# Hoyt question



## bionicsjw (Feb 1, 2009)

I'm looking for a new bow for this season but am trying to decide bewteen the vantage elite and the contender with the xt 3000 limbs for length. Is there a difference between the 2000 and 3000 limbs as far as performance or forgivness?


----------



## Aaron Groce (Oct 10, 2009)

the 3000 has more forgiveness but less speed 

the 2000 has less forgiveness and more speed


----------



## AT_X_HUNTER (Aug 10, 2005)

I'm thinking about the contender with 3000's. I'm shooting the VE now and it is one heck of a bow. The Contender with 3000's is supposed to be a touch faster than the VE and it's a bit longer ATA. From what I've heard the Contender is the way to go. I'll probably be ordering one by the end of the month.


----------



## bionicsjw (Feb 1, 2009)

*Hoyt limbs*

Thanks that is the answer I was looking for.


----------



## introverted (Jan 2, 2009)

Aaron Groce said:


> the 3000 has more forgiveness but less speed
> 
> the 2000 has less forgiveness and more speed


well, speed yes

but the forgiveness part is slightly more relative to the persons size

a smaller bow with a slightly shorter brace height will hold better all day for a short draw archer


----------



## bionicsjw (Feb 1, 2009)

*Hoyt limbs*

Thanks.
I'm of average height 5'10" and don't really want a shorter bow that is why I'm thinking the 3000 limbs if I go with the contender.

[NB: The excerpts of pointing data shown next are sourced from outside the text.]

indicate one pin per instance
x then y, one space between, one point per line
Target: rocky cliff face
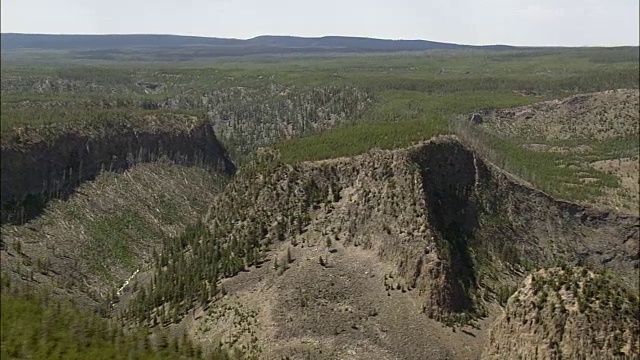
567 313
42 169
449 223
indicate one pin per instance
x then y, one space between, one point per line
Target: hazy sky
514 22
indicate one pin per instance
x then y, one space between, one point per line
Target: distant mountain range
225 47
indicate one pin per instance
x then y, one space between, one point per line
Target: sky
474 22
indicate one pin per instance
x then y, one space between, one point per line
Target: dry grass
107 229
597 116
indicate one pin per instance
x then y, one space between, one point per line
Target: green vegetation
307 109
39 325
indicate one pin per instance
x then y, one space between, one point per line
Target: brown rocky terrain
37 166
602 115
410 239
567 313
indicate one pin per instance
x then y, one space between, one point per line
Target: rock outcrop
448 222
567 313
37 166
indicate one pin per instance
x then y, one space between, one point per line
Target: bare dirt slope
599 116
580 134
568 313
410 239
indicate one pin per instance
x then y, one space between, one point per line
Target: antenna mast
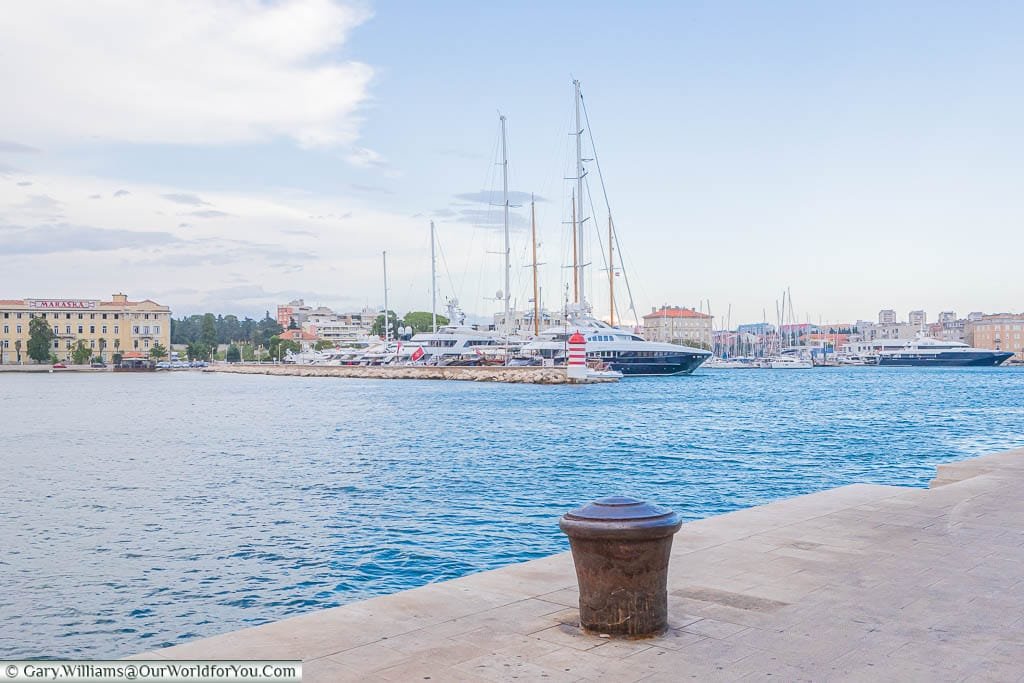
576 257
580 176
611 278
433 282
505 203
387 322
537 299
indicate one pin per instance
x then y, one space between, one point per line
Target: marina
233 500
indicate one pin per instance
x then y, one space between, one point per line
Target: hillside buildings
117 326
324 324
1004 332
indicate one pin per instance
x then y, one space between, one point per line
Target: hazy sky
230 155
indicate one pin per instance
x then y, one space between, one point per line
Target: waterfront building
293 312
756 329
676 325
1004 332
107 328
522 321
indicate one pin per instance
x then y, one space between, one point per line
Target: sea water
143 510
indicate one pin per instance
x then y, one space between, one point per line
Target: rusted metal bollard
621 548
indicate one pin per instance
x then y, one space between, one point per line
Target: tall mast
387 321
576 258
537 296
433 282
580 175
505 203
611 278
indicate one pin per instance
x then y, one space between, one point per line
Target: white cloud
200 72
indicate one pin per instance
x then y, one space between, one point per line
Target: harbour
233 500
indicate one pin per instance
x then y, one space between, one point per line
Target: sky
231 155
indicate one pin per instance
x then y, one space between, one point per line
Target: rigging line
607 205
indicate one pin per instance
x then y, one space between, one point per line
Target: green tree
80 353
158 351
378 328
198 351
40 339
208 331
280 347
420 321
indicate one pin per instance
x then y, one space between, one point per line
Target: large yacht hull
635 365
948 359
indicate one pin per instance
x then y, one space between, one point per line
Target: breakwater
485 374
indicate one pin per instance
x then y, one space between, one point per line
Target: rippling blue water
138 511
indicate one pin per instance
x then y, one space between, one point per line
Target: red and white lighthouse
577 369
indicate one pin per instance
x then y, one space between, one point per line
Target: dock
861 583
512 375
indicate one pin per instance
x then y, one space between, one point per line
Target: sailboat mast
579 179
505 203
611 278
387 326
576 257
537 295
433 282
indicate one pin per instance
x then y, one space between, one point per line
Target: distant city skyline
232 157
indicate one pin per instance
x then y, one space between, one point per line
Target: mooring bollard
621 548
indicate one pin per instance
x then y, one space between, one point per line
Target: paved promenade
862 583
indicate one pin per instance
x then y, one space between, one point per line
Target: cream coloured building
118 326
676 325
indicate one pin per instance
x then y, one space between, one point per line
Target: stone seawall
510 375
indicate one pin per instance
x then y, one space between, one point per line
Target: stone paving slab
861 583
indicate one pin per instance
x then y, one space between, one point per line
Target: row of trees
202 334
213 330
419 321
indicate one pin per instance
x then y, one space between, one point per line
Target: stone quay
861 583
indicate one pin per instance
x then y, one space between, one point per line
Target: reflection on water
141 511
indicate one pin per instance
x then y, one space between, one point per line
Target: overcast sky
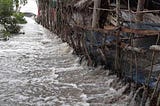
31 6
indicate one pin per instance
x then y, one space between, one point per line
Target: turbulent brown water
38 69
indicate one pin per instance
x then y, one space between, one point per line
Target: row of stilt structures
120 35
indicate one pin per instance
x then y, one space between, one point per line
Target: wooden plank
122 29
140 31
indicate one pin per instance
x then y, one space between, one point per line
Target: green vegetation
10 17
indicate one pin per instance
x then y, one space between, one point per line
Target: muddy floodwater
38 69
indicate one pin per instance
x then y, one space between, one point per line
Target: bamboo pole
96 12
140 7
117 56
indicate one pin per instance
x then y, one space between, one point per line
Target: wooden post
117 56
95 20
140 7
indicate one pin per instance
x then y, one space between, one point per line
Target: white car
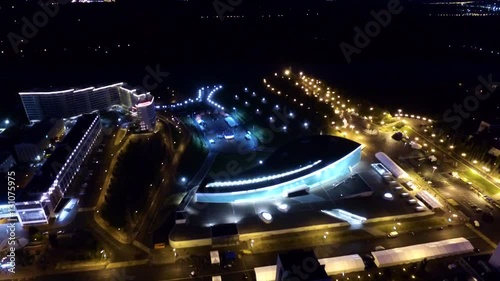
393 234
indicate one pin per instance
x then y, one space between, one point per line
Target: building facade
318 170
74 102
40 198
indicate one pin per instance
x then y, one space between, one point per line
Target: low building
39 200
36 138
300 265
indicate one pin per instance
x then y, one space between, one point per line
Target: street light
433 170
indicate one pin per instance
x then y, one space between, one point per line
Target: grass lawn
236 163
269 138
192 158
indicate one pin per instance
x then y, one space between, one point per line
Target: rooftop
299 157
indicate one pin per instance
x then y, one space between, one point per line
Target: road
199 263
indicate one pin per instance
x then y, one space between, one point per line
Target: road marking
87 209
480 234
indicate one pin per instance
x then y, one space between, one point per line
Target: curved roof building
302 164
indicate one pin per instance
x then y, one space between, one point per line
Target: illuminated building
74 102
300 166
41 198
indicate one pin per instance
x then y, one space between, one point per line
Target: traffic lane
182 269
460 191
468 201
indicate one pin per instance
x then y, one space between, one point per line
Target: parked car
393 234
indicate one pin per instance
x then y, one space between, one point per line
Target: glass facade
329 174
70 103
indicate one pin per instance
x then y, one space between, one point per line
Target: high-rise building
74 102
42 197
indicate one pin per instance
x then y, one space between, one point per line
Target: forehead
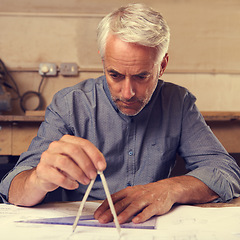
122 56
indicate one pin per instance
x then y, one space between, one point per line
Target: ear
164 64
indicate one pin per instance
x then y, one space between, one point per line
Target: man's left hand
138 203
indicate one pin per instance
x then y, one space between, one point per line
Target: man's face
132 73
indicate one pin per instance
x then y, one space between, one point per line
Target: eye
141 77
115 75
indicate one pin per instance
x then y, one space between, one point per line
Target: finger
156 208
131 210
50 179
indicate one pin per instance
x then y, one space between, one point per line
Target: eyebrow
144 73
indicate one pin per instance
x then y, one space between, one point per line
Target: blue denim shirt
139 149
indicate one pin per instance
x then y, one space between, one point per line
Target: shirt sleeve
205 157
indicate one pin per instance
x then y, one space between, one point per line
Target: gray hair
135 23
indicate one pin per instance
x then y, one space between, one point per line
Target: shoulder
172 90
84 87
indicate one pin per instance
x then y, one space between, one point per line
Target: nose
127 89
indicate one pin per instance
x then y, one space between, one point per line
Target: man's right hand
65 163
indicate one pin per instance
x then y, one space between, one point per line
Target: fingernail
92 174
101 166
86 181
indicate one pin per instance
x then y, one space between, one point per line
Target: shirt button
130 153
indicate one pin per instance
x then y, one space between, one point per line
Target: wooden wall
204 50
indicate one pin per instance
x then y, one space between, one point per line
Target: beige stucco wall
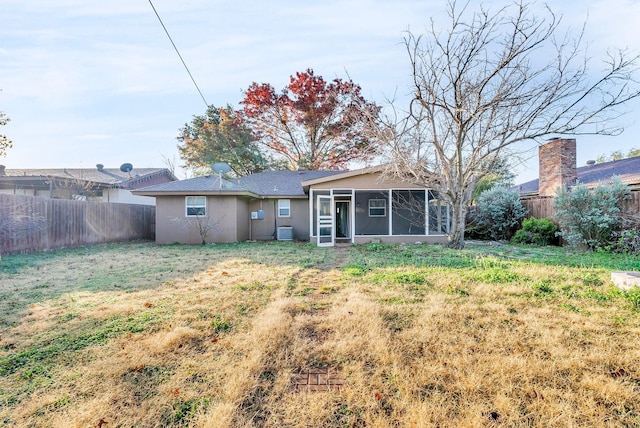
222 213
266 229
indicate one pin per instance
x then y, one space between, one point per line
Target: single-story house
98 184
326 207
558 168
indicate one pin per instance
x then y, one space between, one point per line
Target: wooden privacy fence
542 207
29 224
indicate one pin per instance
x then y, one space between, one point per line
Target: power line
178 52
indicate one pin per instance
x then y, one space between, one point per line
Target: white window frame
284 204
192 202
383 208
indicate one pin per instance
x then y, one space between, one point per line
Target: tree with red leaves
312 124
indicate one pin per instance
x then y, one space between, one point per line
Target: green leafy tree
617 155
499 211
220 135
589 218
500 176
536 231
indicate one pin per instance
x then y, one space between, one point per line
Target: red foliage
313 123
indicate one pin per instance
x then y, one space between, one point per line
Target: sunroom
372 210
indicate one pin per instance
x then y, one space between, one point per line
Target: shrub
536 231
626 241
499 211
590 217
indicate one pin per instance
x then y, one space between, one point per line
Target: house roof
198 185
104 177
263 184
628 170
282 183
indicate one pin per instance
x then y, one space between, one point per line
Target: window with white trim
377 207
196 206
284 208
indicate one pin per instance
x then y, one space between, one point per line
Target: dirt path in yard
316 288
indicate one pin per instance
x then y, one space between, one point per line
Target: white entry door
325 221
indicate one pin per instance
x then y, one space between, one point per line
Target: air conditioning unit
285 233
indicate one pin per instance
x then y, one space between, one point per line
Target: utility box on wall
257 215
285 233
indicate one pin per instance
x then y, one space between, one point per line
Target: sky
87 82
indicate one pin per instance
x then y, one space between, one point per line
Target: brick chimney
557 165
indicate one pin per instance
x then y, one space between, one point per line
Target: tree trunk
458 221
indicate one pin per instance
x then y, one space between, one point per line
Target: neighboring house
558 168
326 207
93 184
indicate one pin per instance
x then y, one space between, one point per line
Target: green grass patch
38 359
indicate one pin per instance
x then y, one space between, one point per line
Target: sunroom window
377 207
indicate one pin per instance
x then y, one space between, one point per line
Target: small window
196 206
377 207
284 208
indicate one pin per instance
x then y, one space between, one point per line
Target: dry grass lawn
140 335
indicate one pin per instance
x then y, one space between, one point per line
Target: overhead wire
178 52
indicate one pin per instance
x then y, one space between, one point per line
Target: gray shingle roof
628 170
281 183
268 183
208 183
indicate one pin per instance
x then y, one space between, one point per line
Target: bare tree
5 142
488 81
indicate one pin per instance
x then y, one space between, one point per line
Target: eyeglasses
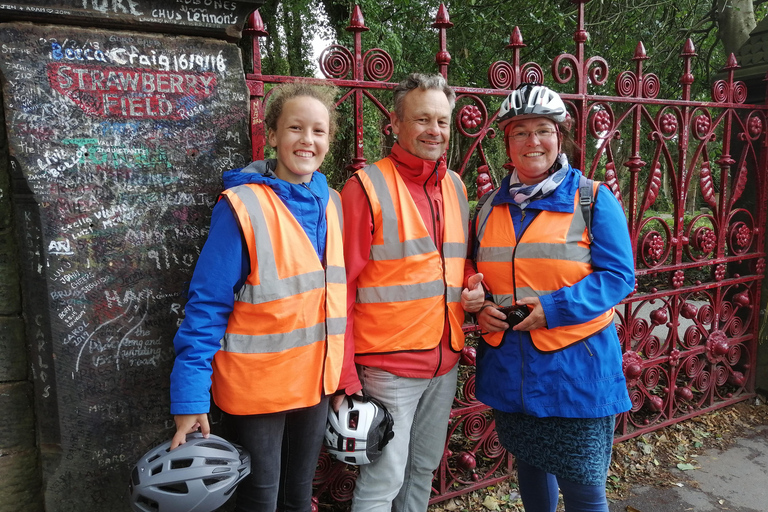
540 134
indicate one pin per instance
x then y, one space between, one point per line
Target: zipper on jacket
321 216
324 264
514 288
442 259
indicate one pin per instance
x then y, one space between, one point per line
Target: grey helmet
197 476
531 100
359 431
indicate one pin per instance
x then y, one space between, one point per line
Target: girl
266 315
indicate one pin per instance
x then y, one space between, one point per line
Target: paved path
735 480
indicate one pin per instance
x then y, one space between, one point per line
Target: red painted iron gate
689 331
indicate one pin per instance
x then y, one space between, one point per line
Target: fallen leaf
491 503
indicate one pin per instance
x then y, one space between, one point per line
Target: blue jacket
583 380
220 272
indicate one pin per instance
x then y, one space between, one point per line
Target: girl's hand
188 423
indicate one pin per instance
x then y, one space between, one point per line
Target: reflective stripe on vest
407 287
284 344
553 252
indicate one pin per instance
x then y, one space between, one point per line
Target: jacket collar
561 200
417 169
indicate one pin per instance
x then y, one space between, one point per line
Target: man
405 224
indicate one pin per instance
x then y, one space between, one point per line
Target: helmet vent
214 480
216 446
135 480
148 504
181 463
175 488
354 418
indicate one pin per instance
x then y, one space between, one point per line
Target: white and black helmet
531 100
198 476
359 431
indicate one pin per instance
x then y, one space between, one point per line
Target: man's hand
536 319
490 319
337 400
188 423
473 296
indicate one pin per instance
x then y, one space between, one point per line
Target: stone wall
110 165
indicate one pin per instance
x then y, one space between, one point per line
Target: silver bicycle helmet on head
531 100
359 431
198 476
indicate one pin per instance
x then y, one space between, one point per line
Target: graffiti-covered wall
116 144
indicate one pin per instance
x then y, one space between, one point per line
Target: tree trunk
736 19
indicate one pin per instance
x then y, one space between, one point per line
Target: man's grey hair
423 82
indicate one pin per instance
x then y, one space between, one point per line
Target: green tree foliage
482 30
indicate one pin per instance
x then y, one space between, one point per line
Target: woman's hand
536 319
490 319
473 295
337 400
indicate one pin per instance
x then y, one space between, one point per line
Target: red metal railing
689 330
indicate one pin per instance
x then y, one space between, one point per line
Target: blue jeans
284 449
539 492
401 479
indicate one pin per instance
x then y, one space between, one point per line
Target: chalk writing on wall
226 17
120 140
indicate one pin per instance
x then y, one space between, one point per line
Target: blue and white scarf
523 194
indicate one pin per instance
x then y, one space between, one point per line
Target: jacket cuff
550 311
190 408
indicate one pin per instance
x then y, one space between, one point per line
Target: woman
554 379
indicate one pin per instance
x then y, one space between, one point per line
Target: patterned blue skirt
575 449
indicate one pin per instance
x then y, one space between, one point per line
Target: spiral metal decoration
336 61
492 446
692 337
474 426
378 65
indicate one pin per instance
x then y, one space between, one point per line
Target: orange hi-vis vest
553 252
407 287
284 344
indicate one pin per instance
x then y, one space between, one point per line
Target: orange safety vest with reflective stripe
407 287
284 344
553 252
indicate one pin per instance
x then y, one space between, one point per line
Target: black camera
515 314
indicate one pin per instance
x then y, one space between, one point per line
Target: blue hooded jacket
583 380
220 272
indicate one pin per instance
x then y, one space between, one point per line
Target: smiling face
301 139
533 156
426 125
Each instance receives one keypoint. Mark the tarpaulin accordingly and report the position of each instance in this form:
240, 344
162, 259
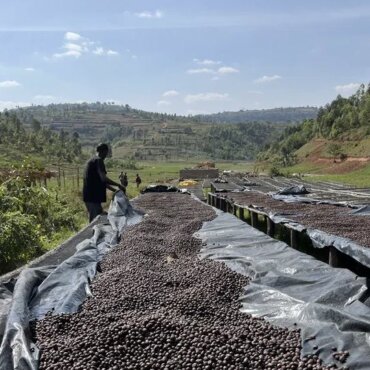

I usually shoot only indoor spots so speed is not that important.


----------



## ctmartinshooter (Aug 16, 2003)

It also depends on what riser length you're comfortable with. The ATA difference between the two is 3/4", so negligible. Some people say they can hold the VE much better than a bow with longer limbs but a shorter riser.


----------



## kateraxl2970 (Jan 2, 2009)

ctmartinshooter said:


> It also depends on what riser length you're comfortable with. The ATA difference between the two is 3/4", so negligible. Some people say they can hold the VE much better than a bow with longer limbs but a shorter riser.


I like a longer riser, been shooting a proelite w/3000's and just ordered a vantagelite cause i dont care for the long limbs on my proelite .The contender dont seem to much different than the proelite, that it replaced !


----------



## introverted (Jan 2, 2009)

bionicsjw said:


> Thanks.
> I'm of average height 5'10" and don't really want a shorter bow that is why I'm thinking the 3000 limbs if I go with the contender. I usually shoot only indoor spots so speed is not that important.


i think the 2000's would probably hold better for your

but that brace height is off putting, if i were to choose 2000's on that bow, i'd have to go with cam 1/2 +

but 3000's will hold and shoot great for you too, don't forget, it's mostly about you


----------



## bionicsjw (Feb 1, 2009)

*Hoyt Question*

Thanks to al. I've decided to go with Vantage elite.


----------



## tbirdrunner (Mar 27, 2008)

if you break it down this is what i see from Hoyt's web site. Everything has spirals by the way.
Contender elite with XT2000
IBO 315
ATA 38.5
Brace 6.625

Contender Elite with XT3000
IBO 310
ATA 41.75
Brace 7.75

Vantage Elite with XT2000
IBO 308
ATA 41
Brace 7.75

Personally I I have heard that the pros have found that the Vantage elite shots a tad to the left and right for some reason. I forgot the reason on why they think that but I did hear that from a reliable source. But of course Braden Gellenthien did shoot the new FITA world record with it so obviously the bow performs well. The one speculation that I have heard about he contender is that it seams to be to closely related to the pro elite and ultra elite. Of course all of this can be put to the way side, because it is truly all personal preference. I personally like way the vantage elite looks and feels, but I'm waiting for next year on my target bow.


----------



## ARCHERY=LIFE (May 14, 2009)

The xt2000's defiantly feel faster


----------